Per Fratelli d’Italia è tutto un immenso scacchiere in cui pesi e contrappesi vanno bilanciati con cura. E’ unico partito che fa muro (e resiste) alle strigliate di Schifani. Alla faccia dei malati di tumore. Per far uscire Croce il partito reclama la guida del Dipartimento Pianificazione strategica, dove l’incarico di Salvatore Iacolino scadrà fra un mese e mezzo circa. Si scalda La Rocca. E neppure la Faraoni è sensibile al richiamo della questione morale. Così rimane tutto fermo in attesa della prossima mossa. Per la verità il risiko della poltrone chiama in causa pure l’Asp di Palermo, rimasta senza Direttore generale da oltre due mesi: ma è chiaro che l’assessore d’ispirazione leghista (o sammartiniana), che sta già colmando il proprio debito di riconoscenza nei confronti di Razza, non potrà assumere una decisione senza prima aver risolto l’arcano che sta a cuore ai patrioti. I quali, altrimenti, finirebbero per contestarne il tempismo o la sostanza dei provvedimenti.

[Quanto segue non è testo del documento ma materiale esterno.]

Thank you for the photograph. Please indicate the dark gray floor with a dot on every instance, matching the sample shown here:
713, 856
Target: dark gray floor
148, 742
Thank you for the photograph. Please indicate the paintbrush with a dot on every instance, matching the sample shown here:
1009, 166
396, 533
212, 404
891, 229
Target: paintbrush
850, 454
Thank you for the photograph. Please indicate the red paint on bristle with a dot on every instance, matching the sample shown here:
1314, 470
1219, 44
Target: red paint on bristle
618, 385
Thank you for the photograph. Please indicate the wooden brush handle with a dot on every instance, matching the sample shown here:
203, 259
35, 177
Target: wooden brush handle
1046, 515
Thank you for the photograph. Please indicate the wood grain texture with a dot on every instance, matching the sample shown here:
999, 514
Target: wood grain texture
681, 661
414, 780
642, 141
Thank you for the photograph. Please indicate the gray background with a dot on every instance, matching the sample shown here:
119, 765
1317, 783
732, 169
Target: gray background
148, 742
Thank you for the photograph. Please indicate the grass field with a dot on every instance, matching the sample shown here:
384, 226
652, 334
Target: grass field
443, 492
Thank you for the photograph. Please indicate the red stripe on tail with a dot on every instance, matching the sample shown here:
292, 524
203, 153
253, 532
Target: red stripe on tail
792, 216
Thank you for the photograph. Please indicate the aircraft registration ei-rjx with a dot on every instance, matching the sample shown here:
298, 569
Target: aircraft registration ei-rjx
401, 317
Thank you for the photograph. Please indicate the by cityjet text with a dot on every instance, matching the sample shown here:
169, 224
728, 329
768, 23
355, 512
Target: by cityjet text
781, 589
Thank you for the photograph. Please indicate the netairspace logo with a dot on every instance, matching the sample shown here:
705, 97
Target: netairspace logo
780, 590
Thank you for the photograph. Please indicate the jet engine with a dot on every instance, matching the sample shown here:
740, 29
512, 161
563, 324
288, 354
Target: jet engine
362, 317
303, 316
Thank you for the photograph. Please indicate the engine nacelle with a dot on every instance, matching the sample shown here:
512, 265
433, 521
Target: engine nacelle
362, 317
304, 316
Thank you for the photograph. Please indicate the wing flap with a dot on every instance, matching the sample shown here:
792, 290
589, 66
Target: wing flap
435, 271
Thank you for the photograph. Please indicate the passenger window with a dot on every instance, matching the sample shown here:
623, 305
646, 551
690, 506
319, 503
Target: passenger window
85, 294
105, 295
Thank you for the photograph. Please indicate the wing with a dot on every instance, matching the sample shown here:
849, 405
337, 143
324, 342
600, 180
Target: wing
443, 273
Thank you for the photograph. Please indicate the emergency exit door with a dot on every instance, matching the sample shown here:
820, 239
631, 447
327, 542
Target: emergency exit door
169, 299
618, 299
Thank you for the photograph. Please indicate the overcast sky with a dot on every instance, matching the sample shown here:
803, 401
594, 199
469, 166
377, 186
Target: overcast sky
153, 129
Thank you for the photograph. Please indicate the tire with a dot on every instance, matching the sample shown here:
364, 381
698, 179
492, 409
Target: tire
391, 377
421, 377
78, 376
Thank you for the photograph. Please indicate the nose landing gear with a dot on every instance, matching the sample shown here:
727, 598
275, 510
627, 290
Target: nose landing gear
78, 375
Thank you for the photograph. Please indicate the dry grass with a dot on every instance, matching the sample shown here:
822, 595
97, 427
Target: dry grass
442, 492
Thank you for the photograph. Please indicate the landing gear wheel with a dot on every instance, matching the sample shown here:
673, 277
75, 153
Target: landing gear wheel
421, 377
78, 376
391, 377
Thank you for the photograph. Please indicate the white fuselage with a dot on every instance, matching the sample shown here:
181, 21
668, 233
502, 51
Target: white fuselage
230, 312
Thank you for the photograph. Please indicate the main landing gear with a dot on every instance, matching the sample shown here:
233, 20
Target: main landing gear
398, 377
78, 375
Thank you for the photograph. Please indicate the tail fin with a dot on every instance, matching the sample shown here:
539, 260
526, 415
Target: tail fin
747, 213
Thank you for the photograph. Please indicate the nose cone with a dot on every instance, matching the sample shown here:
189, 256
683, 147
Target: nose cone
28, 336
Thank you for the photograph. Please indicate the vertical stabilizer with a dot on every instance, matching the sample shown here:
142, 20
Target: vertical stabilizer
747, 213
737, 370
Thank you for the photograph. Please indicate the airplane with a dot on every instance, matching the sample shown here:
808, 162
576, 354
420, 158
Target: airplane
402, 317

Ovviamente il Ministro Musumeci da Roma osserva con distacco. Rispetto ad altri rappresentanti un po’ scorbutici, se n’è rimasto buono, non ha fatto scoppiare scandali, nessuna procura indaga su di lui. E per questo gode della copertura del partito. Mentre i complici del caso Auteri, di Cannes e di SeeSicily sono stati colti alla sprovvista dal rinculo del commissariamento: il Balilla ha dovuto persino dimettersi dalla vicepresidenza del gruppo a Montecitorio. Mentre nell’Isola ci si continua a muovere con circospezione in attesa che le acque si calmino. Con una sola eccezione: Agrigento.

Nella Capitale della Cultura i quadri dirigenti hanno ringhiato contro l’ex iena La Vardera per “l’aggressione” al povero Lillo Pisano, quello che inneggiava a Hitler e che non avrebbe pagato due ex collaboratrici (una delle quali gli ha pignorato lo stipendio alla Camera). Pensate: Lillo Pisano non è nemmeno di FdI anche se appare indisturbato ai congressi locali e posa al fianco di Sbardella. Da Noi Moderati a Noi Variegati è un attimo. Anche lui, volendo, rientra in quell’enorme faldone della questione morale che il neo commissario non ha ancora preso in esame.

Ce ne sarebbero di cose da valutare, e di discorsi da aprire. Solo che all’Ars il calendario è talmente fitto da non consentire variazioni. Da un anno il M5s chiede un dibattito sulla gestione del turismo: SeeSicily, oltre alla dura reprimenda della Commissione europea (che ha dichiarato oltre 13 milioni di spese “non ammissibili”), ha suscitato le attenzioni della Procura della Corte dei Conti ma anche delle Procure di Siracusa e Palermo sotto il profilo penale. Mentre Cannes, nonostante l’inoltro di una rogatoria in Francia da parte dei magistrati, pare un capitolo chiuso, dimenticato per sempre.

La forza della persuasione patriota sta in queste piccole cose: arrivare in aula e sottoporre i protagonisti incauti di questa stagione al fuoco incrociato delle opposizioni, o della stampa che resiste, significherebbe arrecare fastidio alla premier e ai suoi fedelissimi. Per FdI continua a valere la legge del più forte (e del più arrogante). E’ il primo partito in Italia, gode del vento in poppa, cavalca il diritto dell’impunità. Di fronte a questa potenza di fuoco vale tutto: anche paralizzare l’attività e le scelte del governo, o rinviare sine die quelle dell’Assemblea. Per un dibattito rinviato non è mai morto nessuno.